IGen: Scalable Data Generation for Robot Learning from Open-World Images
IGen is a scalable data generation system for robot learning from open-world images. Instead of relying on labor-intensive teleoperation, IGen takes diverse images from the real world and automatically synthesizes robot trajectories for various tasks. With these generated data, we can train robot policies that transfer to real robots and perform effective manipulation in the real world — without any human teleoperation data.
Abstract
The rise of generalist robotic policies has created an exponential demand for large-scale training data. However, on-robot data collection is labor-intensive and often limited to specific environments. In contrast, open-world images capture a vast diversity of real-world scenes that naturally align with robotic manipulation tasks, offering a promising avenue for low-cost, large-scale robot data acquisition.
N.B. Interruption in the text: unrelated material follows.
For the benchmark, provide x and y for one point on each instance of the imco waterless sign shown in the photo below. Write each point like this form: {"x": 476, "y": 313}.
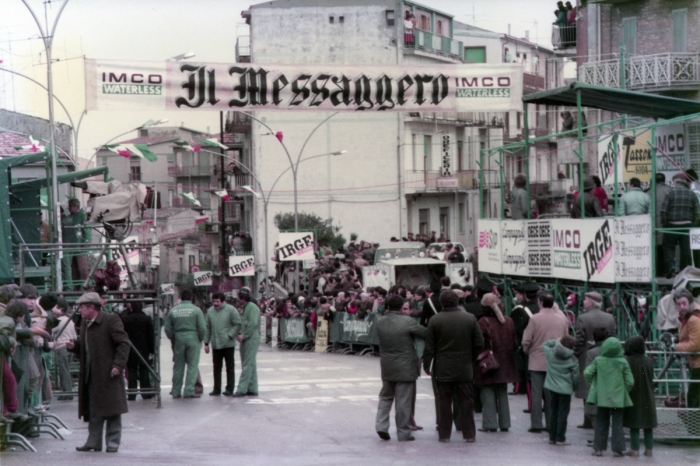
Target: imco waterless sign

Despite this potential, the lack of associated robot actions hinders the practical use of open-world images for robot learning, leaving this rich visual resource largely unexploited. To bridge this gap, we propose IGen, a framework that scalably generates realistic visual observations and executable actions from open-world images. IGen first converts unstructured 2D pixels into structured 3D scene representations suitable for scene understanding and manipulation. It then leverages the reasoning capabilities of vision-language models to transform scene-specific task instructions into high-level plans and generate low-level actions as SE(3) end-effector pose sequences. From these poses, it synthesizes dynamic scene evolution and renders temporally coherent visual observations. Experiments validate the high quality of visuomotor data generated by IGen, and show that policies trained solely on IGen-synthesized data achieve performance comparable to those trained on real-world data. This highlights the potential of IGen to support scalable data generation from open-world images for generalist robotic policy training. Code for IGen will be made publicly available.
Method
Given an open-world image and a task description, IGen first reconstructs the environment and objects as point clouds via Foundation Vision Models. After spatial keypoint extraction, Vision-Language-Model maps the task description to high-level plans and low-level control commands. During the robot’s execution in simulation, a virtual depth camera captures the motion point cloud sequences. The resulting end-effector pose trajectory is used to synthesize dynamic point-cloud sequences, which are then rendered frame-by-frame into visual observations of the manipulation. The final output consists of the generated robot actions and the visual observations.
Starting from a captured real-world scene image, IGen automatically generates 1,000 task demonstrations with spatial randomization. The resulting data are used to train a visuomotor policy, which is later deployed and evaluated in the real world. The result suggest that IGen can serve as an effective and scalable alternative to human teleoperation for training robot policies.